What is Faster RCNN?

In this post, I will explain object detection and Faster RCNN which is a machine learning algorithm. We shall start from beginners’ level and go till the state-of-the-art in object detection, understanding the intuition, approach and salient features of each method.

Faster R-CNN was originally published in NIPS. It was presented by Ross Girshick, Shaoqing Ren, Kaiming He and Jian Sun in 2015.

It is one of the famous object detection architectures that uses convolution neural networks like YOLO (You Look Only Once) and SSD ( Single Shot Detector).

Everything started with “Rich feature hierarchies for accurate object detection and semantic segmentation” (R-CNN) in 2014, which used an algorithm called Selective Search to propose possible regions of interest and a standard Convolutional Neural Network (CNN) to classify and adjust them.

It quickly evolved into Fast R-CNN, published in early 2015, where a technique called Region of Interest Pooling allowed for sharing expensive computations and made the model much faster.

Finally came Faster R-CNN, where the first fully differential model was proposed. Faster R-CNN architecture is complex because it has several moving parts. It all starts with an image, from which we want to obtain:

  • a list of bounding boxes.
  • a label assigned to each bounding box.
  • a probability for each label and bounding box.

The input images are represented as : Height*Depth*Width. Tensors (multidimensional arrays) are passed through a pre-trained CNN. We use this as a feature extractor for the next part.

This technique is very commonly used in the context of Transfer Learning. This technique is mainly used for training a classifier on a small data set using the weights of a network trained on a bigger data set.

We now have a Region Proposal Network (RPN, for short). After CNN computes it results, it is used to find up to a predefined number of regions (bounding boxes), which may contain objects.

The hardest issue with using Deep Learning (DL) for object detection is generating a variable-length list of bounding boxes. When modeling deep neural networks, the last block is usually a fixed sized tensor output.

The variable-length problem is solved in the RPN by using anchors: fixed sized reference bounding boxes which are placed uniformly throughout the original image. Instead of having to detect where objects are, we model the problem into two parts.

After having a list of possible relevant objects and their locations in the original image, it becomes a more straightforward problem to solve. Using the features extracted by the CNN and the bounding boxes with relevant objects, we apply Region of Interest (RoI) Pooling and extract those features which would correspond to the relevant objects into a new tensor.

Finally, comes the R-CNN module, which uses that information to:

  • Classify the content in the bounding box (or discard it, using “background” as a label).
  • Adjust the bounding box coordinates (so it better fits the object).

 

Obviously, some major bits of information are missing, but that’s basically the general idea of how Faster R-CNN works. Next, we’ll go over the details on both the architecture and loss/training for each of the components.

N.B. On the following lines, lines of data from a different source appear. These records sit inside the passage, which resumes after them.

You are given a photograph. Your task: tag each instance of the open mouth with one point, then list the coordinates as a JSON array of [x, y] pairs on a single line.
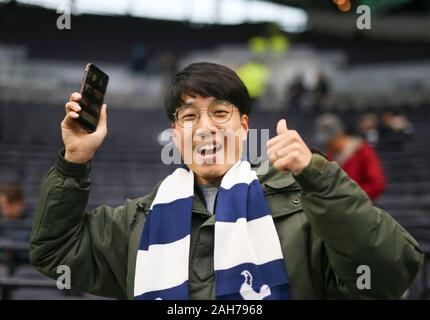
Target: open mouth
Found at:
[[207, 152]]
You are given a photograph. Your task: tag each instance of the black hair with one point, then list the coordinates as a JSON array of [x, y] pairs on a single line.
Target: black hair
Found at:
[[207, 80]]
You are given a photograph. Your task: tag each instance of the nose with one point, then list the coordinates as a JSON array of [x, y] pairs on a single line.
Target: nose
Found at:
[[205, 124]]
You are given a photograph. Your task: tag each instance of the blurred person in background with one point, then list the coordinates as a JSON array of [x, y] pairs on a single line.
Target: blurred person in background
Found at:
[[367, 128], [14, 220], [12, 204], [296, 91], [255, 76], [395, 130], [356, 157], [295, 226]]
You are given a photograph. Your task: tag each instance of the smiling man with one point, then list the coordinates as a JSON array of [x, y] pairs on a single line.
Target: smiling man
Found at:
[[216, 228]]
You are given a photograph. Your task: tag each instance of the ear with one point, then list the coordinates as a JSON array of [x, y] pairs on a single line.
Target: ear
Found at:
[[245, 126], [175, 135]]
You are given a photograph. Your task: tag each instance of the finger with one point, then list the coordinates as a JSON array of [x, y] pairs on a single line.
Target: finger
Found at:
[[280, 143], [68, 119], [75, 96], [289, 148], [281, 127], [72, 106], [102, 125], [284, 163]]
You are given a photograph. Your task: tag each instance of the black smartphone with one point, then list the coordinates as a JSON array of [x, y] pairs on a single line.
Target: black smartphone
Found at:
[[93, 90]]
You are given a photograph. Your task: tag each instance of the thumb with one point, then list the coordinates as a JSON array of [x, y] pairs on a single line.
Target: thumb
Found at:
[[281, 127]]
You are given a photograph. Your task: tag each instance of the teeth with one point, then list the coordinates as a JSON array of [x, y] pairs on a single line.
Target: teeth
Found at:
[[208, 147]]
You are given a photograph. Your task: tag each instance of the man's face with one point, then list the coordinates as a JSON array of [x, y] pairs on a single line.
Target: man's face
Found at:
[[210, 148], [11, 210]]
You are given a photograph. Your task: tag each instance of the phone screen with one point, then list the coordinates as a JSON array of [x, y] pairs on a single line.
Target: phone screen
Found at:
[[93, 90]]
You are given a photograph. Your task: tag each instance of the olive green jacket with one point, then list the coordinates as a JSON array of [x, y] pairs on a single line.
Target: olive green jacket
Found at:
[[327, 227]]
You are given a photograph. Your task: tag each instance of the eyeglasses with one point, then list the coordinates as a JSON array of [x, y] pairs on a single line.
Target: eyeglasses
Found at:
[[219, 111]]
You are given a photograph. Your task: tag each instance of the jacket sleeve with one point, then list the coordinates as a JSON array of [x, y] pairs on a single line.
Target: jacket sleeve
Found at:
[[354, 233], [94, 244]]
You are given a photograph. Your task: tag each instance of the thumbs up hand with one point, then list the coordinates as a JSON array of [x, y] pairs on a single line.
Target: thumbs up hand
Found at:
[[287, 151]]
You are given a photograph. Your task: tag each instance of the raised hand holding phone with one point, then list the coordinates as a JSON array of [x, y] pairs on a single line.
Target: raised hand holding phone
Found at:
[[80, 144]]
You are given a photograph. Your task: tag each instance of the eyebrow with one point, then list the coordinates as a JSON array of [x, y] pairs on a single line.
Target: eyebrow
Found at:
[[192, 103]]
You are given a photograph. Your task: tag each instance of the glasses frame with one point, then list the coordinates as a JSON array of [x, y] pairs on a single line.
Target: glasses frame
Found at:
[[175, 114]]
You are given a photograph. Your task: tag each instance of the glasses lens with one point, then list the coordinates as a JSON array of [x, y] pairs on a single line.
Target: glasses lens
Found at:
[[220, 111]]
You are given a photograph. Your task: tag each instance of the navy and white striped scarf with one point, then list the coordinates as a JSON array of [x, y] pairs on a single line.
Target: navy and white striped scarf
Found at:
[[248, 260]]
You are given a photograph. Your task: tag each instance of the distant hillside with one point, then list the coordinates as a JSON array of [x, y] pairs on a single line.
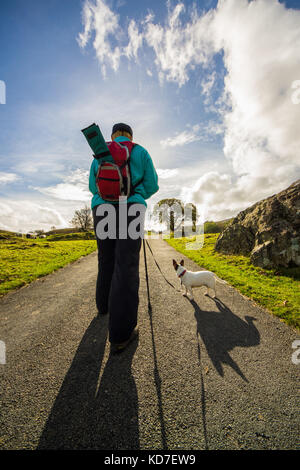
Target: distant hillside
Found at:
[[216, 227]]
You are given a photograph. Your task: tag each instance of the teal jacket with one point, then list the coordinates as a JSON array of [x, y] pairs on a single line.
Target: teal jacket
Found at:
[[141, 167]]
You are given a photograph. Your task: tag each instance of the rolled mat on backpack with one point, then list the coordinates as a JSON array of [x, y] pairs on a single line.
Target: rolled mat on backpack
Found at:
[[97, 143]]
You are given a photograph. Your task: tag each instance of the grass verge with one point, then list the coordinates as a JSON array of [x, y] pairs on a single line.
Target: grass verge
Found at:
[[276, 290], [22, 261]]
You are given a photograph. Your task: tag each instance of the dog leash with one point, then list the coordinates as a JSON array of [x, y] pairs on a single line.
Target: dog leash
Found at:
[[170, 284]]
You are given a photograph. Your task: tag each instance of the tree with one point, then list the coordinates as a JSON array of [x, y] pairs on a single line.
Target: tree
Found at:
[[172, 211], [82, 219]]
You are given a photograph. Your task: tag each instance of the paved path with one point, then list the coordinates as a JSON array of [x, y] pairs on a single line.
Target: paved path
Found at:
[[204, 374]]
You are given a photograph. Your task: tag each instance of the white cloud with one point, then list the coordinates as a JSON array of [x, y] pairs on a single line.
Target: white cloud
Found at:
[[183, 138], [166, 173], [74, 187], [260, 42], [23, 216]]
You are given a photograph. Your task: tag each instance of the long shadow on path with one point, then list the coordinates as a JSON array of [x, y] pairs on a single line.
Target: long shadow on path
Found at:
[[220, 332], [92, 415]]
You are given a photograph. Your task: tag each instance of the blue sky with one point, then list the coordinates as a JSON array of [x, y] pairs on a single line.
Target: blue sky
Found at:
[[200, 83]]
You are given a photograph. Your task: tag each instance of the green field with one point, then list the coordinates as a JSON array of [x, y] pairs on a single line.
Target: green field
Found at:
[[24, 260], [276, 290]]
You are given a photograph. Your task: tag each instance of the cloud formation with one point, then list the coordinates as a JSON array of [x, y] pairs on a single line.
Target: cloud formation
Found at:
[[256, 112]]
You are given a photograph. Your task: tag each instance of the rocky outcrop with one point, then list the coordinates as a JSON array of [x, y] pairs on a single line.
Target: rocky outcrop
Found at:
[[268, 231]]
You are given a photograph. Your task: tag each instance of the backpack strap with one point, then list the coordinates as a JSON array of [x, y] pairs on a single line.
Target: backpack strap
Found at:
[[106, 153]]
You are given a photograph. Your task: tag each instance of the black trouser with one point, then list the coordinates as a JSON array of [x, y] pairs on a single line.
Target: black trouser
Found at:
[[118, 279]]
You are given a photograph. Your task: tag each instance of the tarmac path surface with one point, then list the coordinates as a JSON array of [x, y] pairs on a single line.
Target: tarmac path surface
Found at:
[[203, 374]]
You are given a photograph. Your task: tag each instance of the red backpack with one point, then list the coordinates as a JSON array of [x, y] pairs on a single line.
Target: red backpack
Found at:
[[113, 179]]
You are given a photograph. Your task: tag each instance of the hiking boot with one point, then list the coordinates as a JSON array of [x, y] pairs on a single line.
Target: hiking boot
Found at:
[[116, 348], [102, 314]]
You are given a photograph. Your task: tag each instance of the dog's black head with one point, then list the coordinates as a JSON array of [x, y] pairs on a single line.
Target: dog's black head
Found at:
[[175, 264]]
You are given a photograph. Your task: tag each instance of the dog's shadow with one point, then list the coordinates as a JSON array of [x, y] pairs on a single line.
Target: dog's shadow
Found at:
[[221, 331]]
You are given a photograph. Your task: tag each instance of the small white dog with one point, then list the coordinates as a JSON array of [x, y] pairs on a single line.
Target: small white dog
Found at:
[[190, 279]]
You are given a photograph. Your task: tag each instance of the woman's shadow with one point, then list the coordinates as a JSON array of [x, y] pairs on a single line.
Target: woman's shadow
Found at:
[[221, 331], [93, 412]]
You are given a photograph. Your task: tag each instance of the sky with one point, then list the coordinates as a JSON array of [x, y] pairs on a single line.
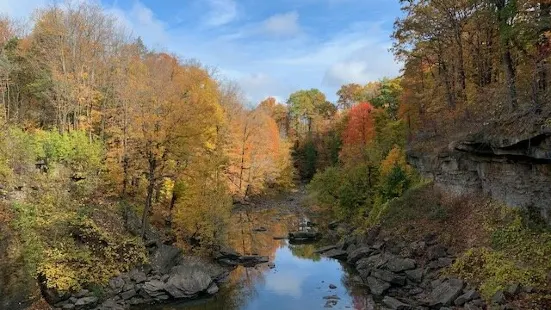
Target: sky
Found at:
[[269, 47]]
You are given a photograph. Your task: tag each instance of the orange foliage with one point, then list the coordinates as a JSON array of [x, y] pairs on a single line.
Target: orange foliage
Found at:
[[360, 128]]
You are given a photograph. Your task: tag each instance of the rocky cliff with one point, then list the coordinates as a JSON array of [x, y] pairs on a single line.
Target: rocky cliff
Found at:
[[511, 167]]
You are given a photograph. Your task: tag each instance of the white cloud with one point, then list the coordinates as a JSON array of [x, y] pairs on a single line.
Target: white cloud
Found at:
[[142, 22], [221, 12], [282, 24]]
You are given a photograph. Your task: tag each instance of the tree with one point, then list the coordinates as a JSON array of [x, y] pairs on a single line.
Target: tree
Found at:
[[359, 132], [307, 108]]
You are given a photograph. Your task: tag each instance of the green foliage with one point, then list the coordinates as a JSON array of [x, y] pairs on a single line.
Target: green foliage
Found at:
[[72, 251], [518, 254], [346, 191]]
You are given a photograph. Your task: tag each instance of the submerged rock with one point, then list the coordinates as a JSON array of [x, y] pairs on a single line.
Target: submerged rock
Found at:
[[187, 282], [395, 304], [446, 292]]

By now, you should have a clear idea of how Faster R-CNN works. Faster R-CNN is one of the models that proved that it is possible to solve complex computer vision problems with the same principles that showed such amazing results at the start of this new deep learning revolution.

New models are currently being built, not only for object detection, but for semantic segmentation, 3D-object detection, and more, that are based on this original model. Some borrow the RPN, some borrow the R-CNN, others just build on top of both. This is why it is important to fully understand what is under the hood so we are better prepared to tackle future problems.